Omicidio plurimo volontario per chi fornisce le carrette del mare. A un anno dalla condanna del comandante del natante F174, in cui morirono 283 clandestini asiatici la notte del Natale 1996, la Corte di Cassazione conferma la condanna a 30 anni per l'armatore che mise a disposizione il battello e collaborò all'organizzazione del viaggio(si legga la sentenza su Guida al diritto).

L'armatore libanese era stato assolto in primo grado, con un verdetto ribaltato in appello, perché non presente al momento in cui è avvenuto, al largo della Sicilia, quello che la stampa internazionale aveva chiamato il naufragio "fantasma". La tragedia si era verificata nel corso di un trasbordo tra due imbarcazioni, fatto malgrado le pessime condizioni del mare, per stipare oltre 300 uomini nella F174 che si era inabissata. La nave pilota era partita lasciando senza soccorso i naufraghi, i cui corpi vennero individuati e recuperati solo nel 2001, anche grazie all'appello di 4 premi Nobel. L'armatore libanese, la cui condanna è stata confermata ieri, era stato assolto nel 2007 dalla Corte d'Assise di Siracusa per non aver commesso il fatto.
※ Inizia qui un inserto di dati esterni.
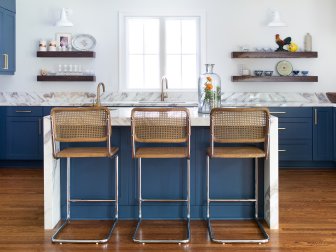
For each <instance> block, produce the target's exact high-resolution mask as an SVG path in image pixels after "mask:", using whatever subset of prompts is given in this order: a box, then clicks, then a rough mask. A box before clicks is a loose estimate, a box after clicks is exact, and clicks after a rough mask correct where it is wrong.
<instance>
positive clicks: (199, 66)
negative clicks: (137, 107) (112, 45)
mask: <svg viewBox="0 0 336 252" xmlns="http://www.w3.org/2000/svg"><path fill="white" fill-rule="evenodd" d="M128 17H144V18H146V17H148V18H150V17H156V18H160V17H161V18H169V17H171V18H174V17H176V18H188V17H197V18H199V38H200V39H199V41H198V48H199V51H200V55H199V59H198V60H199V61H200V62H199V64H198V65H199V69H198V72H199V73H200V74H201V70H202V66H203V65H204V64H205V59H206V14H205V12H204V11H188V12H173V13H171V12H169V13H167V12H157V11H155V12H154V11H153V12H119V85H118V87H119V88H118V91H119V92H157V91H160V86H158V88H157V89H145V90H144V89H141V88H139V89H128V88H127V87H126V78H127V77H126V76H127V72H126V71H127V69H126V60H127V59H126V44H127V41H126V34H125V31H126V22H125V20H126V18H128ZM161 53H162V52H161ZM160 60H162V57H161V59H160ZM162 63H163V62H161V72H162V71H163V70H162V68H163V67H164V64H162ZM168 82H169V80H168ZM197 88H198V87H197V83H195V88H194V89H171V88H169V85H168V90H169V92H193V91H197Z"/></svg>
Secondo i giudici siracusani non esistevano, infatti, le prove del dolo, del nesso causale tra la sua condotta e l'evento, né di una sua partecipazione alla decisione di non prestare soccorso ai naufraghi. Di parere opposto la Cassazione che, in linea con la Corte d'Assise d'Appello di Catania, indica punto per punto le responsabilità dell'armatore, nel più grande disastro nella storia dell'immigrazione clandestina. L'imprenditore libanese aveva, infatti, fornito un'imbarcazione fatiscente, in grado di accogliere 100 persone al massimo, pur sapendo che ne sarebbero partite 500, sapeva inoltre che le persone erano in mare da 15 giorni in condizioni disumane che imponevano lo sbarco a ogni costo, per finire, era consapevole che le condizioni del mare non consentivano un trasbordo. L'assenza sul posto dell'armatore, secondo la Cassazione, non solo non esclude le colpe, anzi conferma la consapevolezza che il verificarsi della tragedia era altamente possibile. Il ricorrente aveva deciso di seguire le operazioni dalla terra ferma in contatto radio, senza avvertire nessuno di quanto stava accadendo. Neppure con una telefonata anonima.